The KSE 100-share index, however, failed to sustain the twice-attained crucial levels of 4,900 points during the week as bears fought back and managed to keep it below this level amid alternate bouts of buying and selling.
It finally finished at 4,868.82, off 24.82 points as compared to 4,893.64 a day earlier, but indications are that it is poised to stay above the index level of 5,000 points possibly by the next week.
"The consensus peace roadmap agreed between India and Pakistan in Islamabad meeting could, over the next couple of months, lead to normal political as well as trade relations between the two," analysts said. "Peace on the borders and positive news from the local corporate sector could keep the investors in a good mood in the coming weeks."
On top of it are reports of higher earnings by most of the leading shares, notably in the banking and auto sectors and enhanced dividend will not allow the investors, both genuine and financial to leave the market, they said.
"Return on investment in shares is now much higher than any other mode of investment here, says a leading broker, adding "only fools could keep out not the moneyed people."
That is perhaps why both the market capital and the index level is at all-time higher levels and indications are that both are poised to set new records in the weeks to come, he predicts.
Minus signs dominated the list under the lead of Pakistan Oilfields and Unilever Pakistan, off Rs11.15 and Rs20.50, respectively, followed by Javed Omer, Thal Jute, Packages, Pakistan Gum Chemicals, Parke-Davis, HinoPak Motors and Al-Ghazi Tractors, which suffered fall ranging from Rs2.70 to Rs5.50.
Fateh Textiles and Nestle MilkPak were among the leading performers, up Rs18 and Rs23, respectively, on active short-covering at the lower levels followed by Clover Pakistan, Colgate Pakistan, PSO, National and Pakistan Refinery, and New Jubilee Insurance some others, up Rs3 to Rs4. Arif Habib Securities was up by Rs23.60.
Trading volume fell to 272m shares from the previous 393m shares as losers forced a strong lead over the gainers at 237 to 118, with 46 shares holding on to the last levels.
PIAC again topped the list of actives, easy 10 paisa at Rs24.80 on 30m shares followed by Dewan Salman, firm five paisa at Rs25.90 on 28m shares, PTCL, lower 15 paisa at Rs39.65 on 27m shares, PSO, higher by Rs3.40 at Rs291.40 on 18m shares and Pakistan Oilfields, off Rs11.15 at Rs212.10 on 17m shares. The selling was prompted by market of lower profits.

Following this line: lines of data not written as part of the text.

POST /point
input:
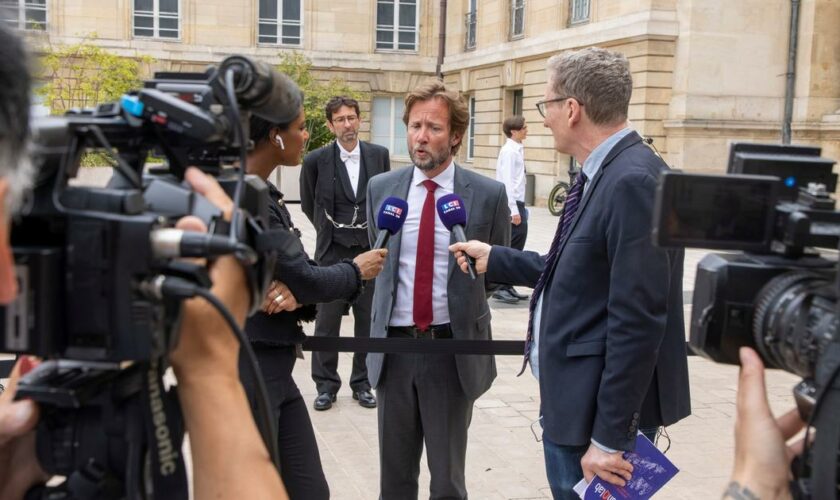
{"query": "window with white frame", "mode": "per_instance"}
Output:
(517, 19)
(396, 24)
(157, 19)
(471, 131)
(281, 22)
(386, 125)
(579, 11)
(24, 14)
(516, 98)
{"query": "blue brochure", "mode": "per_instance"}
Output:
(651, 470)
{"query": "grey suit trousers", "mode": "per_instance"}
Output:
(421, 400)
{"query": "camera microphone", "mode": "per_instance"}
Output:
(261, 89)
(173, 243)
(390, 219)
(454, 216)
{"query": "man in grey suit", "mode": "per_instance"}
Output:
(333, 187)
(429, 397)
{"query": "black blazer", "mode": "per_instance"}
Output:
(310, 283)
(612, 354)
(318, 182)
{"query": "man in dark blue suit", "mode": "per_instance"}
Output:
(606, 336)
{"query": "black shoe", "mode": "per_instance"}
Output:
(365, 398)
(324, 401)
(505, 296)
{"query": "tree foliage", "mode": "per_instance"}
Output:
(316, 94)
(84, 75)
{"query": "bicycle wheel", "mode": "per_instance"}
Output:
(557, 198)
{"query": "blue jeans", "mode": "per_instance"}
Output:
(562, 466)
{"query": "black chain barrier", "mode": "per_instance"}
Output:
(393, 346)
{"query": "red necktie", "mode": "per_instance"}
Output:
(424, 270)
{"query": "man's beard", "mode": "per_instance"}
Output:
(432, 161)
(349, 137)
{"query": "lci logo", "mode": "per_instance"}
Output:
(394, 211)
(450, 206)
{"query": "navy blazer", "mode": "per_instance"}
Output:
(612, 354)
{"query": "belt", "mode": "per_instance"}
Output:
(433, 332)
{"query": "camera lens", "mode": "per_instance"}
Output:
(794, 320)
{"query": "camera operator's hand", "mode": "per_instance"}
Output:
(19, 467)
(478, 250)
(762, 458)
(371, 262)
(204, 351)
(230, 459)
(279, 298)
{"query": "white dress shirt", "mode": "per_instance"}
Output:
(403, 312)
(510, 171)
(352, 161)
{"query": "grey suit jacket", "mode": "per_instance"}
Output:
(488, 220)
(318, 186)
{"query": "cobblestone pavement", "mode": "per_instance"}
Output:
(504, 459)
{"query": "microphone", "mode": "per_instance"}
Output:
(390, 219)
(454, 216)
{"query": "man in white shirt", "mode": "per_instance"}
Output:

Other actives were led by OGDCL, off 85 paisa on 16m shares, D.G. Khan Cement, easy 75 paisa also on 16m shares, ICP SEMF, higher by Rs1.25 on 13m shares, Fauji Cement, higher 30 paisa on 11m shares and Dewan Farooq Motors, up 35 paisa on reports of franchise to assemble Mitsubishi line of vehicles here on 10m shares.

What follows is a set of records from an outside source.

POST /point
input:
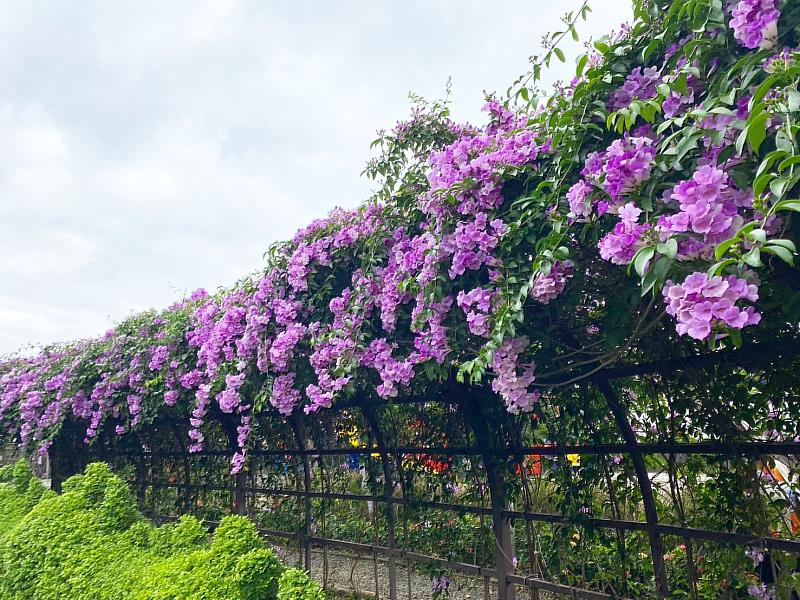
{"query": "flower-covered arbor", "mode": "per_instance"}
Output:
(642, 214)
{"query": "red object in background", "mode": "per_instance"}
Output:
(434, 464)
(533, 465)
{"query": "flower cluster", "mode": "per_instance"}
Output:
(621, 244)
(624, 165)
(755, 23)
(702, 303)
(509, 382)
(548, 286)
(708, 206)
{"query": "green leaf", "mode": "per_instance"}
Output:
(788, 244)
(788, 205)
(757, 131)
(720, 266)
(642, 258)
(780, 185)
(668, 248)
(582, 62)
(781, 252)
(723, 247)
(753, 258)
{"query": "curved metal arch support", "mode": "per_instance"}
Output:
(388, 485)
(489, 445)
(620, 413)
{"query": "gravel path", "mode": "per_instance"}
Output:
(351, 573)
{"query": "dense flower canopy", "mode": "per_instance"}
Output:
(653, 195)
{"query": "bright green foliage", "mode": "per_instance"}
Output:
(295, 584)
(19, 495)
(90, 542)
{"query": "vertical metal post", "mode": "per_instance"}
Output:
(648, 499)
(238, 481)
(297, 429)
(388, 484)
(487, 442)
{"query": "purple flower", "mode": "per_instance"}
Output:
(701, 303)
(621, 244)
(639, 85)
(509, 382)
(547, 287)
(755, 23)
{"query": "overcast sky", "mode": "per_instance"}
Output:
(151, 148)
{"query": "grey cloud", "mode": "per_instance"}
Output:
(149, 148)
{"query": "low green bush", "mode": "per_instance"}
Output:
(90, 542)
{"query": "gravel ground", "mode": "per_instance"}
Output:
(355, 574)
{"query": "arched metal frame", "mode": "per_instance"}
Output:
(490, 446)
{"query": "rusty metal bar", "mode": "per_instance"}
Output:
(754, 448)
(724, 537)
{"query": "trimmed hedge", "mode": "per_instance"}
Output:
(90, 542)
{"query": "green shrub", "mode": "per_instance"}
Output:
(295, 584)
(19, 493)
(91, 543)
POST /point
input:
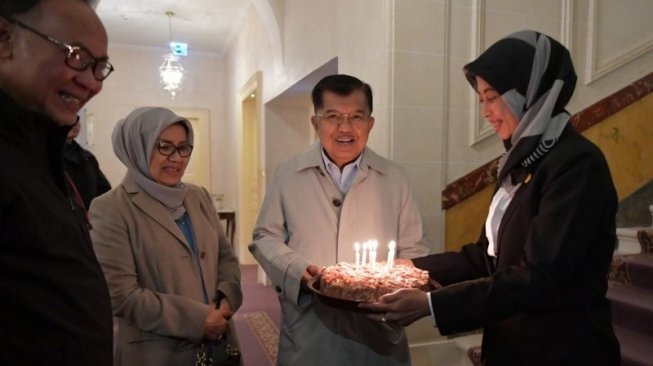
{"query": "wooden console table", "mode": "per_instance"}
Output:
(229, 216)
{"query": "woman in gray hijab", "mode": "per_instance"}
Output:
(536, 279)
(173, 276)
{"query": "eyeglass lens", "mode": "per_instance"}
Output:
(168, 149)
(338, 118)
(79, 59)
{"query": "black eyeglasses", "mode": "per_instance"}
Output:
(335, 118)
(77, 58)
(168, 148)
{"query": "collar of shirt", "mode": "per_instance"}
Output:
(344, 179)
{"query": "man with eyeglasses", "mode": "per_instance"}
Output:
(316, 207)
(55, 307)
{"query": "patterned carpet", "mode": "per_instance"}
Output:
(264, 331)
(257, 322)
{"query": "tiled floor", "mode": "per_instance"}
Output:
(256, 298)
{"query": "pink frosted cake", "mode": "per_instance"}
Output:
(367, 284)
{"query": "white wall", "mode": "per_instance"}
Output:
(410, 51)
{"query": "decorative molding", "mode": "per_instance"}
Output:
(271, 25)
(479, 129)
(595, 70)
(567, 24)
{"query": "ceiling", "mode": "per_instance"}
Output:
(206, 25)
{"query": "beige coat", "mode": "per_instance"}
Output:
(155, 284)
(299, 224)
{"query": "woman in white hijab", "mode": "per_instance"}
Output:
(173, 277)
(536, 279)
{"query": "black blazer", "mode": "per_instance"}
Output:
(543, 301)
(55, 307)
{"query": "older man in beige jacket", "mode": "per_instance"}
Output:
(317, 205)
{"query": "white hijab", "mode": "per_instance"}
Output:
(134, 138)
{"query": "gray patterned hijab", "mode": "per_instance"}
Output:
(134, 138)
(535, 76)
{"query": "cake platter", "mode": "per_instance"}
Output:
(346, 304)
(336, 302)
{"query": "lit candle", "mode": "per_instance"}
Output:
(391, 254)
(357, 248)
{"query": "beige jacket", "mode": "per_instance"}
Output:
(305, 220)
(155, 284)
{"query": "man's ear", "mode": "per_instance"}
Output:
(6, 38)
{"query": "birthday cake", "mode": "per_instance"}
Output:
(368, 283)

FORWARD COUNTER: PSO came in for strong speculative support on rumours an imminent final bidding date for its sell-off, higher by Rs3.70 at Rs291.60 on 5m shares followed by PTCL, easy 10 paisa at Rs39.70 on 4m shares, Pakistan Capital Market Fund, lower 40 paisa at Rs10.20 on 3m shares, Dewan Salman, steady 10 paisa at Rs25.70 also on 3m shares and Hub-Power, lower 35 paisa at Rs38.90 on 2m shares. MCB and Fauji Fertilizer were leading among the losers, off Rs1.05 and Rs1.45 at Rs50.95 and Rs107.10, respectively, on modest activity.
DEFAULTER COS: Trading activity on this counter was relatively slow owing to weekend considerations. Most of the active shares finished with either-way modest price changes. Standard Bank was, however, an exception, which was again actively traded, lower 40 paisa at Rs8.20 on 0.140m shares.